After the review of the Fiji game Gatland said there were “a lot of positives and some things to work on”.
“There’s a lot been said about us in terms of how unlucky Fiji were, but we’ve seen a number of clips ourselves to say that things were missed in the game too, and just to get clarity on that the referees came back to us yesterday on those and we’re in agreement with a lot of things that we’d sent in too,” he said.
“That game is done and dealt with, it’s past us now and focus is now purely on Portugal and hopefully we will do a good job on Saturday then move on to Australia next week.”
Portugal have had to wait an extra week for their tournament opener with the Pools consisting of five teams.
Gatland described them as a “similar version of Fiji”.
“They play a lot of rugby, they’ve got some exciting players, they like to move the ball around, so we’re kind of prepared almost in the same way we prepared against Fiji, there won’t be a lot of changes, a few little tweaks to the game,” he said.

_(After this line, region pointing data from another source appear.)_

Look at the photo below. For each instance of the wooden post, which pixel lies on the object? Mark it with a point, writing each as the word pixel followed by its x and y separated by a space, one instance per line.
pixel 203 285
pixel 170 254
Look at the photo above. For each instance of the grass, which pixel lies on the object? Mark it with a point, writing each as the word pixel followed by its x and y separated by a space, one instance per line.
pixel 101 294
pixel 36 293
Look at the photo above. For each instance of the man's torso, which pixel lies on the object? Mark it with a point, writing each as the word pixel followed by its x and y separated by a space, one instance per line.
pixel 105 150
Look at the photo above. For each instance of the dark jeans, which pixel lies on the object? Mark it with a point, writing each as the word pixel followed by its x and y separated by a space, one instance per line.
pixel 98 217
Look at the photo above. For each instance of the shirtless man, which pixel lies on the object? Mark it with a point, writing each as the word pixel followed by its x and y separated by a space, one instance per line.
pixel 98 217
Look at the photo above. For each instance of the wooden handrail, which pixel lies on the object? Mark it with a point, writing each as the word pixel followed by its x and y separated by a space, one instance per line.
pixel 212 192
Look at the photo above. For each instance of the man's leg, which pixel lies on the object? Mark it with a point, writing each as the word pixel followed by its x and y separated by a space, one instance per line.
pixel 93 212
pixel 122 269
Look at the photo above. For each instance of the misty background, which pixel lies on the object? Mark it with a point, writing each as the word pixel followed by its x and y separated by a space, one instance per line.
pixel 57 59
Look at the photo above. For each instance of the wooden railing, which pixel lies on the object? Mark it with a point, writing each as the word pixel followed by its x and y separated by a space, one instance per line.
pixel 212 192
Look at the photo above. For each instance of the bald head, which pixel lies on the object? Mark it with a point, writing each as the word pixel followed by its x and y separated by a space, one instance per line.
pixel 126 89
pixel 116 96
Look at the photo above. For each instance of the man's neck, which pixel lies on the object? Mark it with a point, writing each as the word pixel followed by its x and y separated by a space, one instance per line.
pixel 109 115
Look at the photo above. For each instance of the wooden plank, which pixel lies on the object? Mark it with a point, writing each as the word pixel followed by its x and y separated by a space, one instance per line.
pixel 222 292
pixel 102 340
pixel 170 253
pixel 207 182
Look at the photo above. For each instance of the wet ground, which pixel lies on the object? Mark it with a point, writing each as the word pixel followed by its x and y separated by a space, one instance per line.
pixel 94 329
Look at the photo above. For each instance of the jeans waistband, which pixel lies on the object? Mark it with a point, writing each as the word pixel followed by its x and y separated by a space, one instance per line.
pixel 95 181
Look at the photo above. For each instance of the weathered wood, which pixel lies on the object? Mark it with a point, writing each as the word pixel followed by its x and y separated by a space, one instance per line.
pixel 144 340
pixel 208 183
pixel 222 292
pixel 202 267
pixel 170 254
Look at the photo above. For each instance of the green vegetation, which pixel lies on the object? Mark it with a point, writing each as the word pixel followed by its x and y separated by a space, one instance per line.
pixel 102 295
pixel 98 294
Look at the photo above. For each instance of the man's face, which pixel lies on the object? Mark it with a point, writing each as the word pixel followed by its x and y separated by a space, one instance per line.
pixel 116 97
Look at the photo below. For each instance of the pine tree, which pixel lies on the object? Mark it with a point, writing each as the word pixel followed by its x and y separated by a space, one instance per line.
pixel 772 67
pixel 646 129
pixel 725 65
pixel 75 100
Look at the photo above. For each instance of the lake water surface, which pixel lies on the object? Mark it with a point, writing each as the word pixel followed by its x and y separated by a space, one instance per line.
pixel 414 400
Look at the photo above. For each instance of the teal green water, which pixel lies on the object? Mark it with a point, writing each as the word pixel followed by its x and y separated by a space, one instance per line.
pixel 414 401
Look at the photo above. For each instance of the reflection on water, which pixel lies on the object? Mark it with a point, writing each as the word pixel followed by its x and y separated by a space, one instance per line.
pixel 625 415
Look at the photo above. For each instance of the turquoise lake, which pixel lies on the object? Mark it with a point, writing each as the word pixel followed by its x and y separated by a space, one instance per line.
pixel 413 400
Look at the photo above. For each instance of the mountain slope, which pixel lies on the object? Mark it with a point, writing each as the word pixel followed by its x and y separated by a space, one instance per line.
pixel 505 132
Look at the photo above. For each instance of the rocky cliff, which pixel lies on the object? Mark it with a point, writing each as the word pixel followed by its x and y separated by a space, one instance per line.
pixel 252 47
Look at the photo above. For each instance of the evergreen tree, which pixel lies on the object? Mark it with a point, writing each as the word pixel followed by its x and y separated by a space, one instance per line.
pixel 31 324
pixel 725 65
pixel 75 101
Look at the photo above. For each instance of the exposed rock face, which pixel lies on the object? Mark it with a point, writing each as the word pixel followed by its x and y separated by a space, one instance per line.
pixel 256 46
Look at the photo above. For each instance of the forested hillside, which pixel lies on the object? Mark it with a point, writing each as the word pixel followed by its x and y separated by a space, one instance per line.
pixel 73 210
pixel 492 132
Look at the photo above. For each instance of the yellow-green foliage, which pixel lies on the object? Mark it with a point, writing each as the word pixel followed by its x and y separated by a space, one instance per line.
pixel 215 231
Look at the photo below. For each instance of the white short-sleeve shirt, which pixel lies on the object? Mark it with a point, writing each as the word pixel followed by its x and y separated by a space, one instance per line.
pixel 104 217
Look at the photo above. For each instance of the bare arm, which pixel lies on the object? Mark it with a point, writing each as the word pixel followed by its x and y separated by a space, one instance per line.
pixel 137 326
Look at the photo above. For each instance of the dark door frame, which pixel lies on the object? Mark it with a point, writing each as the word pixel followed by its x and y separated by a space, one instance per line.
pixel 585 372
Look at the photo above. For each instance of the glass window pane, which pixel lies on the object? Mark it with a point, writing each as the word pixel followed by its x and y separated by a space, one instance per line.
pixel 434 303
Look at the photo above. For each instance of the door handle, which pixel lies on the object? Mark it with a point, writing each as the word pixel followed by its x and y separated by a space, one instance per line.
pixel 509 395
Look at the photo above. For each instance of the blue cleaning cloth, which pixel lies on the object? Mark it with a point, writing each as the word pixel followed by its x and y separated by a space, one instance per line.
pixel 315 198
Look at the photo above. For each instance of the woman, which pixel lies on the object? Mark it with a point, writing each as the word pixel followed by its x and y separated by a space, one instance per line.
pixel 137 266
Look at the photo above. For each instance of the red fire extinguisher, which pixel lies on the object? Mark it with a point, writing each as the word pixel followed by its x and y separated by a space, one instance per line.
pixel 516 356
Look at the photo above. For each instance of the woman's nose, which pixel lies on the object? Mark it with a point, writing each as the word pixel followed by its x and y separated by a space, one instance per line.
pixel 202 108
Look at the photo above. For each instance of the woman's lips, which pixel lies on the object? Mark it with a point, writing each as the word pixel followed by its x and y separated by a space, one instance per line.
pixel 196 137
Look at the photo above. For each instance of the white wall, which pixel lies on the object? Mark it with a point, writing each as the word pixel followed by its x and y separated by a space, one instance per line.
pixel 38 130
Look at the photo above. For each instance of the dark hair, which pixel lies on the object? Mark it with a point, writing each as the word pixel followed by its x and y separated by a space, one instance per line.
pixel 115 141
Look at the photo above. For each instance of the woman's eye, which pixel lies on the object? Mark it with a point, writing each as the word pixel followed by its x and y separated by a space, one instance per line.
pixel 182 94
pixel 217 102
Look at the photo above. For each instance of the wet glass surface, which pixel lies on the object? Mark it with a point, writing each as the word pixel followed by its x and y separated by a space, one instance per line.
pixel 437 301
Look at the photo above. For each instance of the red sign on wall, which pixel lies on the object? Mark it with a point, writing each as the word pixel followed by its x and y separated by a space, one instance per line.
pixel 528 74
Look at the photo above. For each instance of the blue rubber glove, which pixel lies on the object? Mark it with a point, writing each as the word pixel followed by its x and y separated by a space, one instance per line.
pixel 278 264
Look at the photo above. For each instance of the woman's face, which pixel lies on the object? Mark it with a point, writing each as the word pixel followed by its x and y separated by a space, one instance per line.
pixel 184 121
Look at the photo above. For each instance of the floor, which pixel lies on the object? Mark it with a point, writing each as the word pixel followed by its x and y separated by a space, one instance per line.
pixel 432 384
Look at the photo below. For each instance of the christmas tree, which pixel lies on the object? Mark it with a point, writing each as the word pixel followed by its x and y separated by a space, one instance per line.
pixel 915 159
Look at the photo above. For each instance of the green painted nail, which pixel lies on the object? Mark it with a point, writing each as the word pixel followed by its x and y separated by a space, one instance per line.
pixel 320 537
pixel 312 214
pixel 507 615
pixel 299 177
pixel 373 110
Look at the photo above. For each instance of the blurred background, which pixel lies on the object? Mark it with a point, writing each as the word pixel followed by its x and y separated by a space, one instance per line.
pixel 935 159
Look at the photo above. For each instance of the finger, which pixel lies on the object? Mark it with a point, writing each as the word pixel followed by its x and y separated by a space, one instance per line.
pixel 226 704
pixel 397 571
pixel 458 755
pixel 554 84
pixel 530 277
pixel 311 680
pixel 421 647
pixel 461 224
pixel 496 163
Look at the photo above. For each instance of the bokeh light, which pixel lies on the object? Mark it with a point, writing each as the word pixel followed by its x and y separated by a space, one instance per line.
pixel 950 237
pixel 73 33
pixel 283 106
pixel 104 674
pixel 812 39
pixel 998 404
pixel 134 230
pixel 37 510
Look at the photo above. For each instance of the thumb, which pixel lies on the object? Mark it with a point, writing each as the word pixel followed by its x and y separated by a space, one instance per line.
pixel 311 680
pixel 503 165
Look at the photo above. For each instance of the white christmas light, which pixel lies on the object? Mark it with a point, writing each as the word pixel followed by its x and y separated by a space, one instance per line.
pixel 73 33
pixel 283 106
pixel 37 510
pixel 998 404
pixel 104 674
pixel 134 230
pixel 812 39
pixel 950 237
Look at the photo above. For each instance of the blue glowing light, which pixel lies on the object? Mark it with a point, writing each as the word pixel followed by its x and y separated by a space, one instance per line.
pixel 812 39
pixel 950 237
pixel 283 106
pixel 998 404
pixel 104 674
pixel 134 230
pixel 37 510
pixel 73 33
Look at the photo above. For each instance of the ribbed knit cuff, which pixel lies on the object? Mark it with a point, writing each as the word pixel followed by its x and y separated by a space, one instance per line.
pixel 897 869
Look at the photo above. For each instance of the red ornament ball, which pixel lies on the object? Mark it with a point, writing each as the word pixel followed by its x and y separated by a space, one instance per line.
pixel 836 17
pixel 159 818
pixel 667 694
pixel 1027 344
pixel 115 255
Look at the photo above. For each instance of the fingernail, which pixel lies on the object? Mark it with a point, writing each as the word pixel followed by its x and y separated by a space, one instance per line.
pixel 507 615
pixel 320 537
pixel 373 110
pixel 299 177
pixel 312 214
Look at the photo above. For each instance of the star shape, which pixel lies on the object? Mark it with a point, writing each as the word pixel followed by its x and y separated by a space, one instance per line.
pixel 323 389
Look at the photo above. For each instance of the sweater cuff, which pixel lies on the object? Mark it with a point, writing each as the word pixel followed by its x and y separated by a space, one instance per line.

“I thought from a neutral last week if you were watching the game, it was probably the most exciting game of the weekend in terms of the rugby that was played.
“It wasn’t great being a coach sitting in the box in the last 10 minutes, I can promise you that, but hopefully we can produce another great game of rugby.”
The Australia game on 24 September in Lyon is already being billed as the crucial match in Wales’ progression out of Pool C to the knockout stages, with the Wallabies playing Fiji seven days before, but Gatland says they are not looking too far ahead.
“For us it’s about one game at a time in terms of this tournament.
“We’ve always been confident in the past about World Cups and the opportunity to get the team together for an extended period, and we think that we have done well in previous World Cups and would like to get to a final of a World Cup.
“You get a group of players working for each other, putting that jersey on, that passion about playing for their country, passion about playing for for Wales, they recognise the history, what it means to the fans, the public and the families to represent your country, and if you get those things right then things can happen for you and that for us means a heck of a lot.
“I can promise you that when the guys go out in the weekend of any game they’re going to give everything to play for their country.
“The first priority is to be a really tough team to beat and if we do that and get things right, and our preparation is good and we don’t pick up too many injuries, then there’s no reason why we can’t continue to progress a long way into this tournament.”